STAT was founded in 1958 with the objectives of ensuring high standards of teacher training and practice, and to promote public awareness of the Technique. It is the world’s oldest and largest professional body of Alexander Technique teachers.
Membership of the Society requires the possession of professional indemnity insurance and an enhanced disclosure DBS (previously CRB) certificate together with barred lists checks for the protection of children and vulnerable adults.
Peter is a practitioner member of the British Association for the Person-Centred Approach (BAPCA). The BAPCA was formed in 1989 for practitioners committed to the person-centred approach as the core of their professional work.
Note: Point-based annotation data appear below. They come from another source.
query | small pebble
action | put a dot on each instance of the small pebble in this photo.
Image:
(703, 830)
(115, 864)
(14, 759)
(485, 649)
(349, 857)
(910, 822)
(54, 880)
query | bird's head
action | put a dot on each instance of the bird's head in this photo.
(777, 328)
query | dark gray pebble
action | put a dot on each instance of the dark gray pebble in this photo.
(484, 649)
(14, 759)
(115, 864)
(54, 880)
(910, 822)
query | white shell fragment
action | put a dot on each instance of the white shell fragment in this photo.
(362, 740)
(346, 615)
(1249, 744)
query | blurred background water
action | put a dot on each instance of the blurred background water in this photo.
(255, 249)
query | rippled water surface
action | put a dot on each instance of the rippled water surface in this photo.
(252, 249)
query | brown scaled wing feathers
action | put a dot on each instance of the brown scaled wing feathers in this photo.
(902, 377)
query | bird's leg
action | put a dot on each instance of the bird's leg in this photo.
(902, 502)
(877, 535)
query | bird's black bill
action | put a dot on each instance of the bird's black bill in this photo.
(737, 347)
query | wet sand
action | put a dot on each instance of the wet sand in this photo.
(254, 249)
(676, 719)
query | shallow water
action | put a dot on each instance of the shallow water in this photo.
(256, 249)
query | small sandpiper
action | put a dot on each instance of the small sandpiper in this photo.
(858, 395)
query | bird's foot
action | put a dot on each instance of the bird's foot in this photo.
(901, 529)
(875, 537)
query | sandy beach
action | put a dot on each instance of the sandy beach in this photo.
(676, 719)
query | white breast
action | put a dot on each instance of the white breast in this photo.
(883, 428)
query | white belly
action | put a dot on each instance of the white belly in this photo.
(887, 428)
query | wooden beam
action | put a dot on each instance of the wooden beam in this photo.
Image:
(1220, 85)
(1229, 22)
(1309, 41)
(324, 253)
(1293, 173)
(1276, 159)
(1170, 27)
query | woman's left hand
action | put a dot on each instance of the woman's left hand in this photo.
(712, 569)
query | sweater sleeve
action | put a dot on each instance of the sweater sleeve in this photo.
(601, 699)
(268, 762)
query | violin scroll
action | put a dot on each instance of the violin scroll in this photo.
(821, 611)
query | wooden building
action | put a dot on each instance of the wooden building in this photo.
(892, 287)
The person-centred approach to education aims to create a comfortable and non-judgemental environment in which people are free to learn.
Peter is a member of the British Holistic Medical Association (BHMA). The BHMA was formed in 1983 by a group of medical doctors and students wishing to promote a more holistic attitude to medicine, an approach that considers the whole person, including mind, body and 'spirit', and supports the use of effective alternative approaches to health.